Pediatric neuroenhancement Ethical, legal, social, and neurodevelopmental implications

From the Departments of Pediatrics and Neurology (W.D.G., G.M.), Yale University, New Haven, CT
Neurology (Impact Factor: 8.3). 03/2013; 80(13). DOI: 10.1212/WNL.0b013e318289703b
Source: PubMed

ABSTRACT The use of prescription medication to augment cognitive or affective function in healthy persons-or neuroenhancement-is increasing in adult and pediatric populations. In children and adolescents, neuroenhancement appears to be increasing in parallel to the rising rates of attention-deficit disorder diagnoses and stimulant medication prescriptions, and the opportunities for medication diversion. Pediatric neuroenhancement remains a particularly unsettled and value-laden practice, often without appropriate goals or justification.
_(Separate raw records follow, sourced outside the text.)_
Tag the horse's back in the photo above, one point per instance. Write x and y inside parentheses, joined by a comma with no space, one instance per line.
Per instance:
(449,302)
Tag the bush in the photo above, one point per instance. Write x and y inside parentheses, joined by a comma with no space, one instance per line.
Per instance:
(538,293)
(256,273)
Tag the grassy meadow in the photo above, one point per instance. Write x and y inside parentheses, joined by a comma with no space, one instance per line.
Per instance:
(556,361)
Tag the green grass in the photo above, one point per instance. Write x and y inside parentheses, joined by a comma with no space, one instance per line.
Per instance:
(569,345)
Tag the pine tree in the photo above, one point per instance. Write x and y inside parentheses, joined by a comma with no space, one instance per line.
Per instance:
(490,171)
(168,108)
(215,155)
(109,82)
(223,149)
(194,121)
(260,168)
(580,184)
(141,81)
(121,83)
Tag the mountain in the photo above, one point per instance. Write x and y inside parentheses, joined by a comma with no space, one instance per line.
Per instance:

Pediatric neuroenhancement presents its own ethical, social, legal, and developmental issues, including the fiduciary responsibility of physicians caring for children, the special integrity of the doctor-child-parent relationship, the vulnerability of children to various forms of coercion, distributive justice in school settings, and the moral obligation of physicians to prevent misuse of medication. Neurodevelopmental issues include the importance of evolving personal authenticity during childhood and adolescence, the emergence of individual decision-making capacities, and the process of developing autonomy. This Ethics, Law, and Humanities Committee position paper, endorsed by the American Academy of Neurology, Child Neurology Society, and American Neurological Association, focuses on various implications of pediatric neuroenhancement and outlines discussion points in responding to neuroenhancement requests from parents or adolescents. Based on currently available data and the balance of ethics issues reviewed in this position paper, neuroenhancement in legally and developmentally nonautonomous children and adolescents without a diagnosis of a neurologic disorder is not justifiable. In nearly autonomous adolescents, the fiduciary obligation of the physician may be weaker, but the prescription of neuroenhancements is inadvisable because of numerous social, developmental, and professional integrity issues.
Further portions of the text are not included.